Developers query plan to boost rivalry
Property developers say the Consumer Council's proposal to increase market competition by selling smaller Crown lots may not work.
The Real Estate Developers Association said it had no objection to the concept in principle, but added public auctions and tenders were not the only source of land for development.
It said redevelopment accounted for two-thirds of Hong Kong's annual residential supply of private sector housing.
Reducing the size of lots would not guarantee sites would only go to so-called 'smaller' developers, it added.
The Consumer Council report also showed it was not familiar with the workings of the property market by presuming that developers with land banks would always bid high to deter new entrants and increase asset value, the association said.
Developers with land reserves were generally more cautious and conservative at auctions and tenders, it said.
'Consumers want well designed, well built, large and secure estates with full amenities, which could not be achieved through smaller lots,' it added.
The association warned that the council's proposal to use Government or quasi-Government bodies to 'nurture' new developers and enable them 'to develop the capacity to take on larger projects' was dangerous.
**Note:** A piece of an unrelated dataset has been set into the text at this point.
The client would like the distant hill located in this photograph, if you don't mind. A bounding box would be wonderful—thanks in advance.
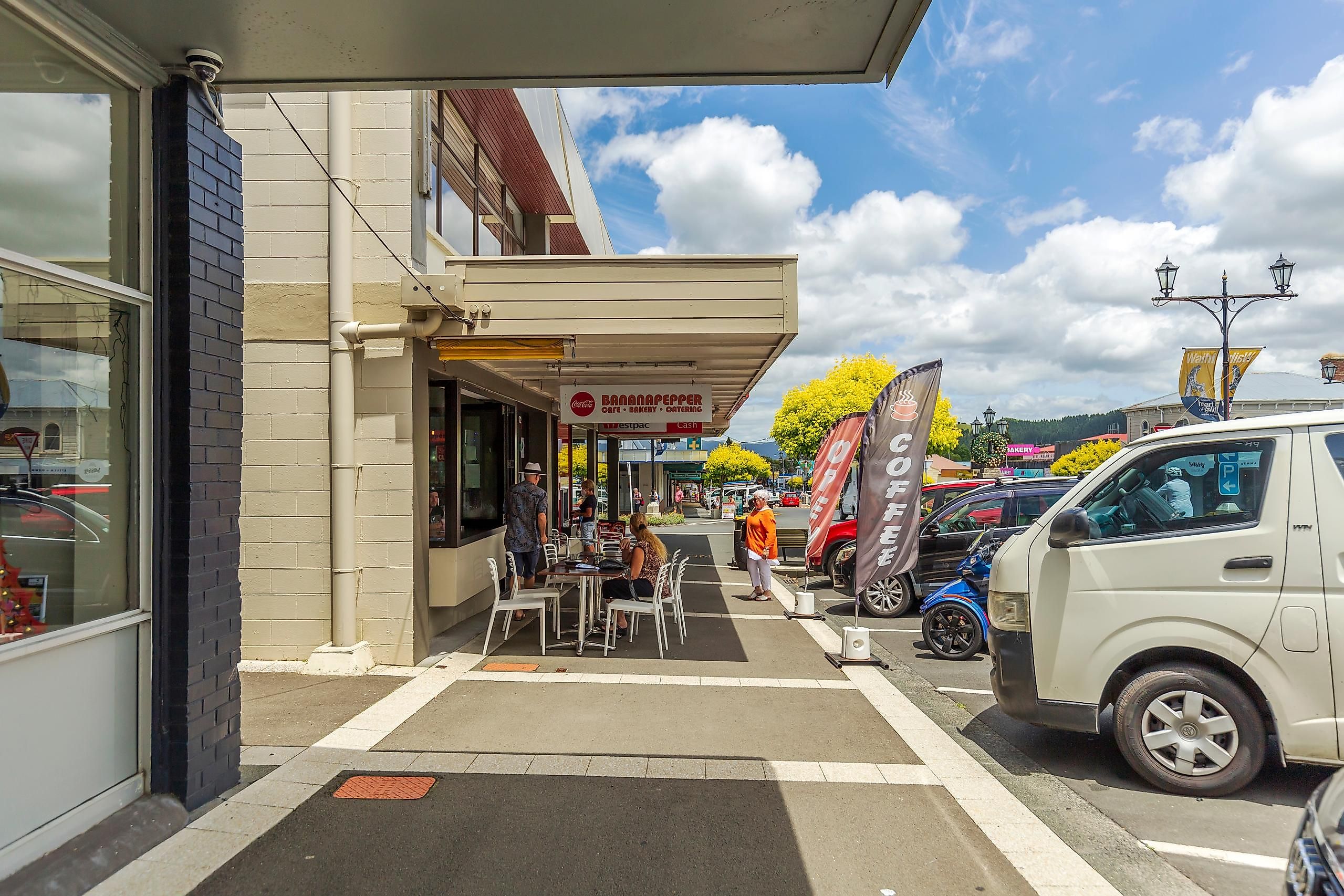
[1005,411,1125,445]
It said the Government's Housing Authority was already the biggest developer in Hong Kong producing about 40,000 rental and home ownership units annually and the Land Development Corporation, to be upgraded to become the Urban Renewal Authority, looks set to be the second-largest developer.
The association questioned the vacancy rate quoted by the Consumer Council, saying it was misleading as first-hand properties were not the sole source of residential supply as there was a private housing stock of 900,000 units.
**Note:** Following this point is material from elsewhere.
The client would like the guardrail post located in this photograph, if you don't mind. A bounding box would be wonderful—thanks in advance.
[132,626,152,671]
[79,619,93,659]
The sale of first-hand properties represented only about 20 per cent of annual private residential transactions.
The association said the council did not take into account the market had mostly been on a downturn from January 1994 to April this year.
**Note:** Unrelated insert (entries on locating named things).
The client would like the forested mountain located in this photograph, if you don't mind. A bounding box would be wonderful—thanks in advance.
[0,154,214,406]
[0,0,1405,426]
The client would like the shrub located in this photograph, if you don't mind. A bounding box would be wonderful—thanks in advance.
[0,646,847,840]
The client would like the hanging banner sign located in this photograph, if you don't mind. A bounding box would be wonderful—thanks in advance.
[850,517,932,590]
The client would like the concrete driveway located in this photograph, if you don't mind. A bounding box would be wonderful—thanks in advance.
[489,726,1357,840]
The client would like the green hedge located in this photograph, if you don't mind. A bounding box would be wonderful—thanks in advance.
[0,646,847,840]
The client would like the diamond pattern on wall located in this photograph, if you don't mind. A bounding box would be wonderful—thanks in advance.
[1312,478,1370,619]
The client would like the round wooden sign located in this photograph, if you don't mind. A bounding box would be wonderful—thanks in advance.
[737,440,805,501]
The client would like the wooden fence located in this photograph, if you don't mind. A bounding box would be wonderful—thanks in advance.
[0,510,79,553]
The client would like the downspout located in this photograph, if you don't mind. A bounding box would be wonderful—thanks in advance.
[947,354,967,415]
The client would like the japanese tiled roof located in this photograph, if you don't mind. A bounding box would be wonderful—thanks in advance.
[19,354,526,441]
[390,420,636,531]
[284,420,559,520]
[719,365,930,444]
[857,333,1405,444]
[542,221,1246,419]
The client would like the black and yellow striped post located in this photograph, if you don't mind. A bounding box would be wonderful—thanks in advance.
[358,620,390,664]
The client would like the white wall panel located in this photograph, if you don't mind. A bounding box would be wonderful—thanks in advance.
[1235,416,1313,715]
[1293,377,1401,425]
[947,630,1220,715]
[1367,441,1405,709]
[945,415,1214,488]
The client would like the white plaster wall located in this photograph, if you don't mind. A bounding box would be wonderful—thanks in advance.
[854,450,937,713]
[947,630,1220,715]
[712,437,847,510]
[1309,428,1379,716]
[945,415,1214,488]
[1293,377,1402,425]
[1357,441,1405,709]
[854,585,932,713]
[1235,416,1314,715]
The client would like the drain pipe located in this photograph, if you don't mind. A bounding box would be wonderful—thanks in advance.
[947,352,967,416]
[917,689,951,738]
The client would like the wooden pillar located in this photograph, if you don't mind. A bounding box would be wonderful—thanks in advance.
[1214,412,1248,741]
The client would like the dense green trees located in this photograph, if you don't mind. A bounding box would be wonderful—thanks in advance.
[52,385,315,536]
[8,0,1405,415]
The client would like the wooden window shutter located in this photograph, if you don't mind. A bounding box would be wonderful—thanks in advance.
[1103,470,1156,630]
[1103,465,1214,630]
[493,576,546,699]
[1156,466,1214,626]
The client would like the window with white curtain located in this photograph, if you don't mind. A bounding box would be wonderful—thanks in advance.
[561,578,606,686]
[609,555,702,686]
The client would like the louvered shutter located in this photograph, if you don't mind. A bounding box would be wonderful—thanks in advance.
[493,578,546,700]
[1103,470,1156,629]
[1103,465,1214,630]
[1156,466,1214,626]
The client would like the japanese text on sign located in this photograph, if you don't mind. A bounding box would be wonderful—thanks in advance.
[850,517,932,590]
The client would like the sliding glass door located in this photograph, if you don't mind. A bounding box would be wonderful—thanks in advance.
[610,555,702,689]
The report also failed to recognise that the issuance of pre-sale consent changed constantly and developers had no way of predicting when consent would be granted and what specific conditions would be required. Therefore, preparation work for launching a pre-sale exercise could not be finalised until consent had been secured, it said.
'Given the above circumstances, an 11 per cent vacancy rate [of the housing stock] is not unreasonable,' it said.
The association said it had tried hard in the past few years to streamline development/redevelopment processing procedures, which were becoming more complicated and time-consuming.
It said it had suggested to the Government and banks that new and old homes should be treated the same way by financial institutions.
Older units should enjoy the same mortgage lending policies if they were properly maintained and certified by a recognised professional as structurally safe.